True, I’ve become friends with some restaurant owners, including Home Spirit’s Michael Henderson. I sometimes visit Henderson in the evening when he’s shaping his loaves, and we’ve gone to dinner together. Some readers will find this hard to swallow, but my friendship with Henderson has not affected what I write about Home Spirit. In fact, most of what I’ve said about Home Spirit was written before Henderson and I became friends.
Dousing a fiery palate”In your review of the Voodoo Room pizza (Coast Weekend, April 8) that was topped with habanero chilies, you discovered that drinking water did nothing to tame the burning in your mouth,” e-mailed a reader. “In fact, it only makes it worse. Our home is in Long Beach, but we live in Phoenix, Ariz., in the winter. Down here, where chilies reign supreme, everyone knows that the only way to cool your mouth after eating hot chilies is to drink milk.”
Response: During my first trip to Tijuana, Mexico, some three decades ago, some of my so-called friends tempted me to try the hot sauce at a roadside taco stand. Of course, I scorched my palate, then immediately downed a glass of water which only exacerbated the burning in my mouth. Guess I forgot about that painful lesson. Thanks for the reminder.

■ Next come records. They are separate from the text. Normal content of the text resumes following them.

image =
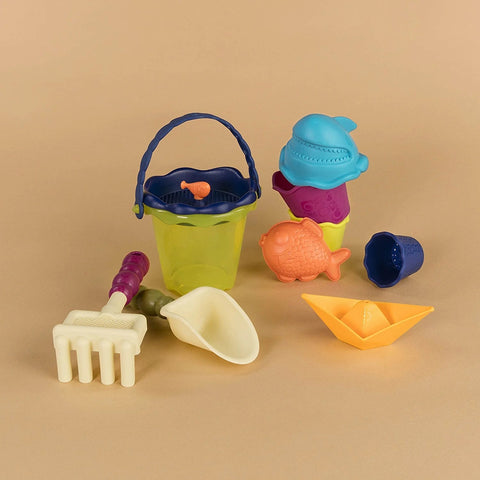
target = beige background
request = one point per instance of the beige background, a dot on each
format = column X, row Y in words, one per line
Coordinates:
column 86, row 85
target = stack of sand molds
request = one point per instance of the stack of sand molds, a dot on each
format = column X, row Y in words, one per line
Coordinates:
column 315, row 165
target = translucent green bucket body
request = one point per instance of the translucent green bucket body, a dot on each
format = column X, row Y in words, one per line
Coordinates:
column 199, row 236
column 199, row 249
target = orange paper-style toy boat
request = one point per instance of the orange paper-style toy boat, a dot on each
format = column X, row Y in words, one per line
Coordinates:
column 363, row 323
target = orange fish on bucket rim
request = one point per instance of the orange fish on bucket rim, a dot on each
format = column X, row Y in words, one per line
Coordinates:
column 199, row 189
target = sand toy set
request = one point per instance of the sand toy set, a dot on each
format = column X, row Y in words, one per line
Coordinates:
column 199, row 218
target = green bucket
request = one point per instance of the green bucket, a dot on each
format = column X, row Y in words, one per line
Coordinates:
column 198, row 240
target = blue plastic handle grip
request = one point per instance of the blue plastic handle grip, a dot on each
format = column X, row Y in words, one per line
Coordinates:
column 163, row 132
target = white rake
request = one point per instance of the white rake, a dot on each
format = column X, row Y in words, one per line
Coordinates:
column 107, row 332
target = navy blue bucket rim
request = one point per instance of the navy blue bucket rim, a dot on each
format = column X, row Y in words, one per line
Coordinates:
column 163, row 132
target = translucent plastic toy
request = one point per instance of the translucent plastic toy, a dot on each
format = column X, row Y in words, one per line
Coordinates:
column 389, row 258
column 107, row 332
column 333, row 233
column 321, row 153
column 297, row 250
column 198, row 239
column 211, row 319
column 363, row 323
column 320, row 205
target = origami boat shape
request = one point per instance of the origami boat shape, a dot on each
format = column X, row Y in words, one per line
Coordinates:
column 363, row 323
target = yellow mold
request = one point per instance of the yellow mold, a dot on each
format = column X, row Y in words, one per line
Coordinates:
column 363, row 323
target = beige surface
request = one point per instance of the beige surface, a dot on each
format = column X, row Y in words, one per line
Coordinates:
column 85, row 86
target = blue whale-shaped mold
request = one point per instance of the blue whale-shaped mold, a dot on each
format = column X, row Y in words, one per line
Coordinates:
column 321, row 153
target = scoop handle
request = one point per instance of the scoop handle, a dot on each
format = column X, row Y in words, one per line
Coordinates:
column 127, row 281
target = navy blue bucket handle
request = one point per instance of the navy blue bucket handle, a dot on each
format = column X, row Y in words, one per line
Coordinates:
column 163, row 132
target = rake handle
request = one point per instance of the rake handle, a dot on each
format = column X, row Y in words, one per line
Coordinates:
column 127, row 281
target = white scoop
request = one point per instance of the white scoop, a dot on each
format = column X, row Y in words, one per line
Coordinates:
column 211, row 319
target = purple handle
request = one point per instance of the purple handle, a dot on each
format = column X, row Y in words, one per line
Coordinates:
column 134, row 267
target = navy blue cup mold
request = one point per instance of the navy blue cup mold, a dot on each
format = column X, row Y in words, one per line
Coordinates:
column 389, row 258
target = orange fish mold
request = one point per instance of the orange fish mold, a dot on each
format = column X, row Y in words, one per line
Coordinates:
column 297, row 250
column 363, row 323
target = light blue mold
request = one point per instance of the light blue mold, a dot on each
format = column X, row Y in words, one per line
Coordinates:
column 321, row 153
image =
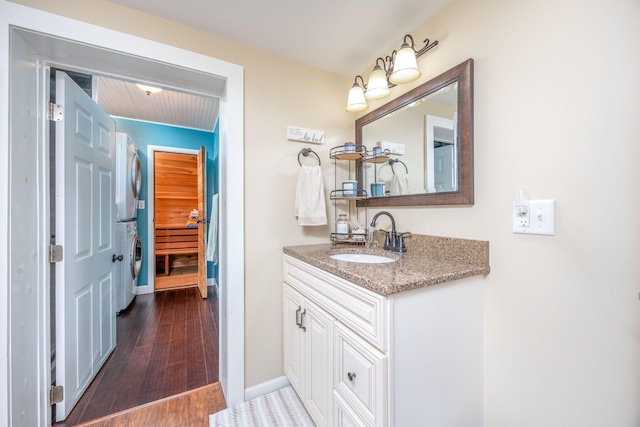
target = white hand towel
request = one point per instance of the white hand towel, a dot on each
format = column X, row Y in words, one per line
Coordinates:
column 399, row 184
column 310, row 208
column 212, row 242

Additional comments”The new Windsor House of Tea is awesome,” e-mailed Lynne “Red” Pelletier, executive chef at the Seaview (Wash.) Shoalwater Restaurant. What a surprise to see such a beautifully redone place like it is. The food was superb and their selection of teas is extraordinary. I hope you and others will spread the word.”
Response: Like the new wine bar at The Cannery Cafe, the Windsor House of Tea, 1004-C Marine Drive, Astoria; (503) 338-6900 should whet Astoria’s collective appetite for one of the world’s favored beverages.
Ship’s owner will be missed”When I read the Coast Weekend (July 15) and saw the review of a fish and chips restaurant, I couldn’t help but be struck by the irony of the situation,” begins a letter to the editor published July 21. “You see, for the last decade, I have worked for Fenton Stokeld at the Ship Inn serving the best fish and chips. It was in tonight’s paper (The Daily Astorian, July 15) that my beloved boss’s obituary was printed.”
The writer praises Stokeld as a loving family man and a caring restaurateur, then adds: “I know for certain he has set the bar pretty high for those hoping to run a fish and chips shop on the Oregon Coast.”
Response: Most everybody who lives in the Columbia-Pacific region has dined at the Ship Inn and enjoyed what are arguably the finest fish and chips served anywhere.